A former Cisen agent linked to the ‘Colosio case’ arrested in Tijuana

The Attorney General’s Office (FGR) arrested Jorge Antonio Sánchez Ortega, former agent of the defunct National Center for Research and Security (CISEN), on Saturday afternoon in Tijuana. Sánchez Ortega has for decades been considered the alleged second assassin at the scene of the murder of Luis Donaldo Colosio Murrieta, the PRI presidential candidate in 1994. Mexican authorities have not revealed details about this weekend’s arrest, although local press reports indicate that it was due to a federal arrest warrant.

Sánchez Ortega’s arrest occurred around 5 p.m. in Los Reyes, a neighborhood 13 kilometers south of Lomas Taurinas, the site where Colosio’s famous murder occurred in March 1994 during that year’s presidential campaign. The afternoon of that day was Sánchez Ortega’s first arrest. His presence at the crime scene and his clothes stained with the politician’s blood made him one of the main suspects. Hours later, he would test positive for sodium rhodonate, which tracks residue left behind by the action of a firearm.

The then PGR, now the Prosecutor’s Office, released him on March 24, one day after the attack, after concluding that the shot that ended Colosio’s life had come from the gun of Mario Aburto, the self-confessed murderer of the former candidate. Aburto remains in prison today thanks to a Supreme Court decision and despite having won an amparo with which he would have regained his freedom after 30 years in prison.

After decades in oblivion and after the Colosio case had become final, the name of Sánchez Ortega returned to the limelight in 2024 thanks to the Prosecutor’s Office and the then president Andrés Manuel López Obrador. The president assured in July of the same year that the judiciary had refused to issue an arrest warrant against the former intelligence officer. The Morena leader insisted that Sánchez Ortega had been identified for decades as the second assassin in the assassination and that he had received state protection not to appear in the investigation.

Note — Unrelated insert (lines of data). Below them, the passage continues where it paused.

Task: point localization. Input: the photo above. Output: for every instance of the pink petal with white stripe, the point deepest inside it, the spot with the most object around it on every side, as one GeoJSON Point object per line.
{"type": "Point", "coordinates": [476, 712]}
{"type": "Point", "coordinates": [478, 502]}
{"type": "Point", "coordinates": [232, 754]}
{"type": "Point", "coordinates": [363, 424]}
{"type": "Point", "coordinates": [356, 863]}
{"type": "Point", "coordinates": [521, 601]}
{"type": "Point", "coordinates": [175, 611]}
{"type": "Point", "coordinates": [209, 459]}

In January 2024, the Public Prosecutor’s Office reported that it had sufficient elements to strengthen the hypothesis of the second attacker of the Colosio rally on 23 March. Those responsible for the investigation then assured that they had “a wide range of evidence” with which they could implicate Sánchez Ortega in the murder. The announcement represents a 180 degree turnaround compared to the position of the PGR itself, which had released the suspect due to a lack of elements and after taking his statement. Despite this alleged accumulation of incriminating ingredients, a district judge later refused to issue an arrest warrant against the Cisen officer.

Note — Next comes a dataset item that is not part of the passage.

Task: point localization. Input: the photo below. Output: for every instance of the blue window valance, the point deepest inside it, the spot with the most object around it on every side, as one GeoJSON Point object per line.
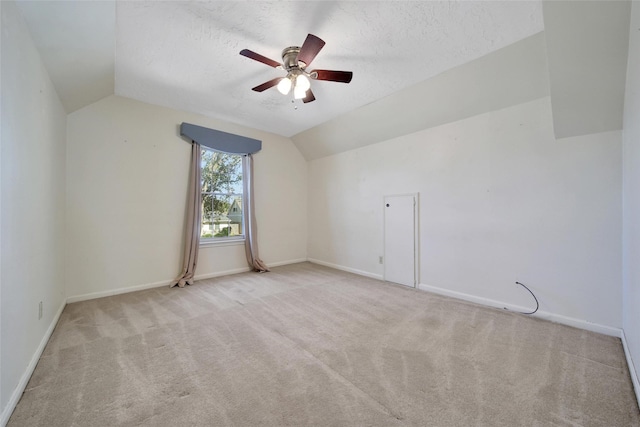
{"type": "Point", "coordinates": [220, 141]}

The FGR and López Obrador linked Genaro García Luna, Felipe Calderón’s former security secretary, to the Colosio assassination plot. The officials who gave new life to the assassination claim that García Luna, then deputy director of Cisen Operations, had the responsibility to “cover up and urgently remove (Sánchez Ortega) from Tijuana.” García Luna was sentenced in October 2024 to 38 years in prison for drug trafficking and organized crime by the United States Department of Justice.

According to the file in the hands of the Prosecutor’s Office, the Cisen agent received the order to follow Colosio’s rally just three hours before the candidate landed in Tijuana. Sánchez Ortega, born in Sinaloa and living in Tijuana, had only been in the intelligence center for seven months. The next day, now suspected of the murder, the agent declared that the blood stain on his clothes was due to the transport of the candidate’s body. He also said he had not fired a gun in more than two years. Today he will face those charges again.